Notes to my daughter on failing well

Dear Jewel: for one year we've scrubbed toilets and polished windows at your dance studio to pay for dance lessons. When your friends saw you cleaning and asked why, you smiled and said: "So I can dance." I know that wasn't easy, to clean in front of your friends. But you learned to appreciate the opportunity instead of complaining about what it required of you. You weren't--you aren't--afraid of earning your dream. And you are earning it, one dance step at a time.

This month you've been auditioning for summer intensives with big companies like Boston Ballet and School of American Ballet. You're really hoping for a spot with American Ballet Theatre or the Joffrey. But the rejections are rolling in and sometimes it's hard to keep smiling.

Remember, love, why you smile: because dancing itself fills you with such joy.

It's not the rejections that matter, really. It's how you deal with them, what you do afterwards. I have a feeling these rejections are a necessary kind of truth; the catalyst you need to work harder, be better.

I see you so hopeful at these auditions and it breaks my heart a little to read you the rejection emails. But I read them anyway.

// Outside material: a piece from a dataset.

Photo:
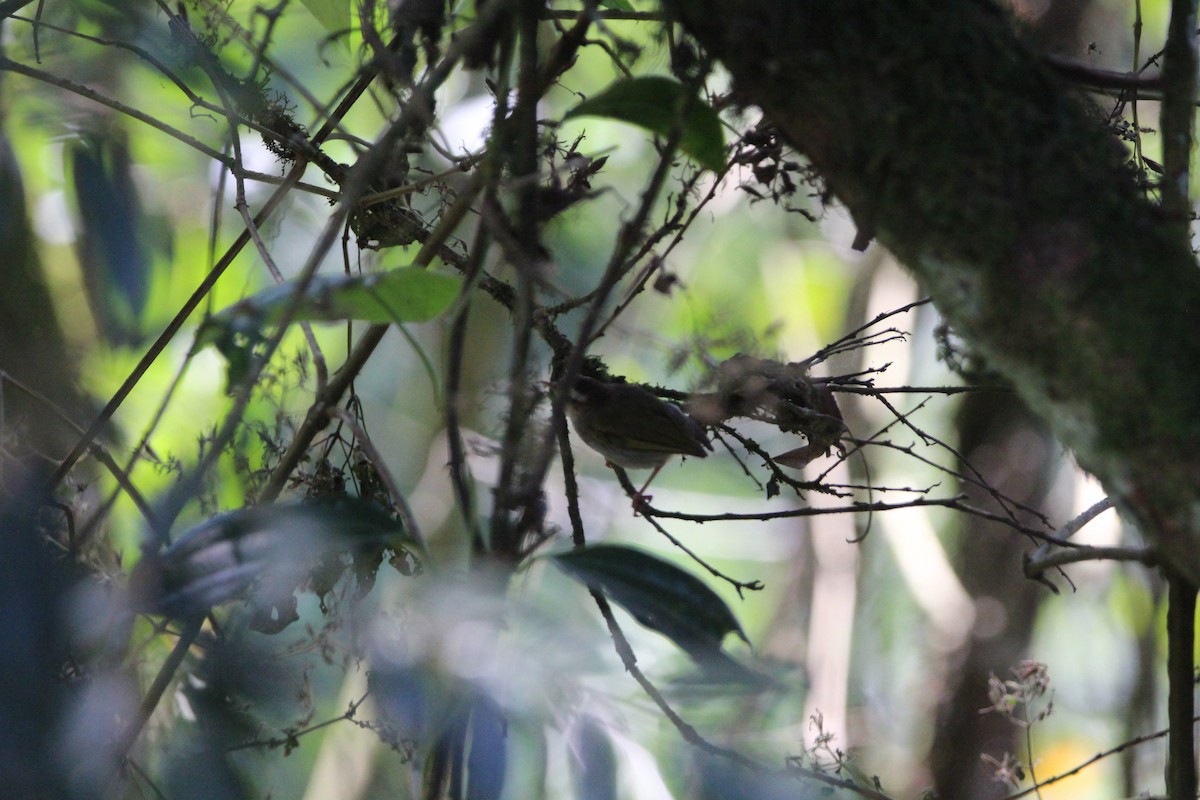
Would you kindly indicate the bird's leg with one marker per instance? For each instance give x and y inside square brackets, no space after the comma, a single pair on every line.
[641,498]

You need to know this will never be easy and nobody is going to hand you your dream on a silver platter.

"Mom, it's OK," you said to me last night. "Even if I don't get in, this is a really good experience for me."

Flashes of maturity, words like those. And then, moments of masked despair: this morning you obsessed about the length and width of your bun--emphatically asserting I hadn't coiled it properly. Finally, Daddy spoke up: "Jewel, what really matters is how well you dance today, not whether the bun is perfect."

Still, you wanted me to re-do it. To wrap it up the way we did for the first audition:

But then it was time to go and so I hugged you quick and sent you off with registration papers, photos and directions. Daddy drove you. He called a few minutes ago to say you had finished but were hungry and exhausted. Your fourth audition in two weeks and I think the strain is starting to show.

I'm setting the tea pot now. We'll cuddle up on the couch with a movie tonight--maybe your favorite: Alice in Wonderland. We'll wait for news, perhaps more rejections.

And tomorrow, you'll get up and dance again.